Near-Far Matching for comparative effectiveness research
Use of Near-Far matching algorithms results in a matched paired study design, and has two goals: the first is so strengthen the instrument, and the second is to balance observable characteristics. To strengthen the IV, each matched pair is selected so that the individuals are distant according to the level of the IV, analogous to a well-conducted RCT where there is a substantive difference in the treatment assigned, according to randomization. Hence units that are liable to weaken the instrument are discarded, analogous to applying exclusion criteria prior to randomization. Simultaneously, matches are also selected so as to balance observed characteristics between the treatment and control groups, from the subsample of units who meet the criteria for being far apart, according to the IV.
We contrast near-far matching to the 2-stage residual inclusion approach to IV estimation for binary outcomes. We consider these approaches in a case study from the UK that attempts to identify the causal effect of reduced time to Intensive Care Unit (ICU) admission on 90-day mortality, for patients offered ICU admission. Here, the concern is that those patients admitted promptly to ICU were more acutely ill, than those whose admission was delayed, according to observed but also unobserved prognostic variables. To address the potential for unobserved confounding, we consider as an IV, the occupancy level in the ICU, as this may predict the time to ICU admission, without having an independent effect on mortality, and has previously been proposed as an instrument for the time to ICU admission. The initial results of applying the 2-stage residual inclusion approach suggest that prompt ICU admission reduced mortality. However, the occupancy level is only weakly predictive of the time to ICU (Fstatistic <10), and the estimated effect on mortality had wide 95% CI.
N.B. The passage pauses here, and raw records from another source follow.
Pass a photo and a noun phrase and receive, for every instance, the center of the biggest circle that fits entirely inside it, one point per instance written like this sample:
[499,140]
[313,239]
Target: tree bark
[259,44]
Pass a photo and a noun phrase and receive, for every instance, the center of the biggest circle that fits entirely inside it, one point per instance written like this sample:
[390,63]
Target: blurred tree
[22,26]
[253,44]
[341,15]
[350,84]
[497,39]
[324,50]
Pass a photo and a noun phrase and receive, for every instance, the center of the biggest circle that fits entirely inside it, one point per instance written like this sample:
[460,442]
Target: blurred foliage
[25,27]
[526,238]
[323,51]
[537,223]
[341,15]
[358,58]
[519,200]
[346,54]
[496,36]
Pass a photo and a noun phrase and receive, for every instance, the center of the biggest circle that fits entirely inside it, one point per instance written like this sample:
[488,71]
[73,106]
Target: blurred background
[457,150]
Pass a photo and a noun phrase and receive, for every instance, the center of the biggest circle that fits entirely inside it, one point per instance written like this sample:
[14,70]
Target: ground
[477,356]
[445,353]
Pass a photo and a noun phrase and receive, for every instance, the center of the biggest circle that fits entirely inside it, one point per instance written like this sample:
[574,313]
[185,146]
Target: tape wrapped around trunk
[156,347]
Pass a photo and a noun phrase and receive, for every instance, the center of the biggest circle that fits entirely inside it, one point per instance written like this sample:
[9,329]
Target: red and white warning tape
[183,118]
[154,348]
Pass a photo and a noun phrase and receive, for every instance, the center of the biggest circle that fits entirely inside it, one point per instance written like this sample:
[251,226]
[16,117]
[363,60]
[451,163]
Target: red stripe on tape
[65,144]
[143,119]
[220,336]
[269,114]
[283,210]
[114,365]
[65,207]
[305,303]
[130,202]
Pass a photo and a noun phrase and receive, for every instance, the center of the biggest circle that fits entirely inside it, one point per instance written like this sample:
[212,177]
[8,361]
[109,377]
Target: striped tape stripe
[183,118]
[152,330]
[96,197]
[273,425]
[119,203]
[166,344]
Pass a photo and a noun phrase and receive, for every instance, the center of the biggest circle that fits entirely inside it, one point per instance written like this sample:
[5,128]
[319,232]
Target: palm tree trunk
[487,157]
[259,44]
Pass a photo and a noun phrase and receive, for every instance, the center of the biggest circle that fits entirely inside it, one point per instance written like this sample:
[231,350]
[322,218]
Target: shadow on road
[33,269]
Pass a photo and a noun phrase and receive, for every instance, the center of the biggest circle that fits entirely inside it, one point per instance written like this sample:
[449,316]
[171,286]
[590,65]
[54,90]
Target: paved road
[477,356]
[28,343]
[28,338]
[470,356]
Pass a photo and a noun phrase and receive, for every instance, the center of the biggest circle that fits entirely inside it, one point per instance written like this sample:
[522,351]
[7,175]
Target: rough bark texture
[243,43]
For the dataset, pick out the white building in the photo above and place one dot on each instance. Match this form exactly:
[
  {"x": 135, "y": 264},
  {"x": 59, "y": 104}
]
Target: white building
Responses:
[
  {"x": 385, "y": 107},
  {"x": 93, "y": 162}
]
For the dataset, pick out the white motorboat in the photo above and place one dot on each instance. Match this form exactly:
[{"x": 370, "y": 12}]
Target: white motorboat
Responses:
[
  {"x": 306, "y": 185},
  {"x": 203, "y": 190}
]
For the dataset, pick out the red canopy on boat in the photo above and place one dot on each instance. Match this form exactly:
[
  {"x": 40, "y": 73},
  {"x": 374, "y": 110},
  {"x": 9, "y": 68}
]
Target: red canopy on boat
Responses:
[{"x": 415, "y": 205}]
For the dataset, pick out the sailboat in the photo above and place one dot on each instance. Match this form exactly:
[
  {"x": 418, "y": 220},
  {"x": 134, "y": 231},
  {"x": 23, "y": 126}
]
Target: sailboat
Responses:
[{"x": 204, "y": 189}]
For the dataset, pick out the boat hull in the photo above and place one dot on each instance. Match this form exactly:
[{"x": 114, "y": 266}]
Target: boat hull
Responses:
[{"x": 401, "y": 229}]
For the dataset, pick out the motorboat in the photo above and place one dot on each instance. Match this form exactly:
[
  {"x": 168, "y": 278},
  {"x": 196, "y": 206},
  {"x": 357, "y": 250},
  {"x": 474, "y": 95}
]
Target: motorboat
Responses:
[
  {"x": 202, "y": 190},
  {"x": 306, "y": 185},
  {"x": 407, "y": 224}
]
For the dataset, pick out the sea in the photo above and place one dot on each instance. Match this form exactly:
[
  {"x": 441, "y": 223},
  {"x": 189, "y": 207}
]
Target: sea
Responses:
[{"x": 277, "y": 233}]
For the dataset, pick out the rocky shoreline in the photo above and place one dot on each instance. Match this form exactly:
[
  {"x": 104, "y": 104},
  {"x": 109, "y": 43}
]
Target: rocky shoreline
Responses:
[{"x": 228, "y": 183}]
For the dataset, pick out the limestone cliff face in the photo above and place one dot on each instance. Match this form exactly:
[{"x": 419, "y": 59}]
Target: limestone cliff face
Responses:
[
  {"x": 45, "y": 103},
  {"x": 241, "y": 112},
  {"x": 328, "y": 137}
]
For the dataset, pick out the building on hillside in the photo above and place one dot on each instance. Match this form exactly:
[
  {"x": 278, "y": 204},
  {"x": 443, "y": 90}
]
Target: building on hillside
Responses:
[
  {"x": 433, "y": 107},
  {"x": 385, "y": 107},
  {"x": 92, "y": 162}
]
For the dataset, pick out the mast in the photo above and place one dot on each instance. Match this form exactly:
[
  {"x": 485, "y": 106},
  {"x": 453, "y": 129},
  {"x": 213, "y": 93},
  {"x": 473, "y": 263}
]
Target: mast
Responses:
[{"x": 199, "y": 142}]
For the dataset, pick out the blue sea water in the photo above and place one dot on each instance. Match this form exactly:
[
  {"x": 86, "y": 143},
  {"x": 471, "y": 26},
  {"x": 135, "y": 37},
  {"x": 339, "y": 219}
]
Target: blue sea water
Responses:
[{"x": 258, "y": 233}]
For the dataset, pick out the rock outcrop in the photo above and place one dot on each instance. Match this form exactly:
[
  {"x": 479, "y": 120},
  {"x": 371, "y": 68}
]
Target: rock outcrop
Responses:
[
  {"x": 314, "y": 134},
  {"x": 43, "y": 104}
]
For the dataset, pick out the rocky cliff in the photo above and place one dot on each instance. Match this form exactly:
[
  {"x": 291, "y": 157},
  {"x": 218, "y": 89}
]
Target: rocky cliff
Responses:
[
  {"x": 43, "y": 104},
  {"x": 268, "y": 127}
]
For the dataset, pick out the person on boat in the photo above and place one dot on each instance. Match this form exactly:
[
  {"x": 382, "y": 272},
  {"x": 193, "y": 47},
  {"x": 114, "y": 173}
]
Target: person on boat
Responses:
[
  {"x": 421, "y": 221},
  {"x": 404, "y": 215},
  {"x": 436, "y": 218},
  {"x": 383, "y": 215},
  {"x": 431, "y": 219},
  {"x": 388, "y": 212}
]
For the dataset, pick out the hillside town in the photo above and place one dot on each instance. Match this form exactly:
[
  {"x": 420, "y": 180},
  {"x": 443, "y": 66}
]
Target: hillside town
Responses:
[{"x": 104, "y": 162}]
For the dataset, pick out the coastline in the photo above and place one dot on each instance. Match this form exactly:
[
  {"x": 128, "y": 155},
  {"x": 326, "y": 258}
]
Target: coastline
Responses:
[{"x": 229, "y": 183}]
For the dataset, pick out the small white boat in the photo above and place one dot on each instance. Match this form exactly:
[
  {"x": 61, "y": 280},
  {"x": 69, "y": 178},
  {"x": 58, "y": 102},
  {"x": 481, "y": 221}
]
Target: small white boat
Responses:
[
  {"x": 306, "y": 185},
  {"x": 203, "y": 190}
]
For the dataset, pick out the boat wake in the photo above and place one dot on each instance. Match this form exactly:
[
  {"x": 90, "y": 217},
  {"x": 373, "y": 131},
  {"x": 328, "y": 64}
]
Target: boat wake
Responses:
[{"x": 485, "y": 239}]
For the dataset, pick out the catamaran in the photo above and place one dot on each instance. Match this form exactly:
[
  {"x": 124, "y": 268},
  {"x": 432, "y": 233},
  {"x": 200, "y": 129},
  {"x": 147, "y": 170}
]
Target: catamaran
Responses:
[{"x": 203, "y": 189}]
Motivated by the potential for weak instrument bias, we then considered near-far matching to strengthen the IV. We matched units that were ‘far’ apart according to the occupancy level in the ICU, and within this subsample, we undertook optimal matching to balance patient-level (for example, age, gender, diagnosis, acute physiology score, season of admission), and centre-level characteristics (e.g. teaching hospital status). We conclude by discussing the implications for inference of limiting the analysis sample, and the potential for applying near-far matching in other settings for strengthening IV estimators.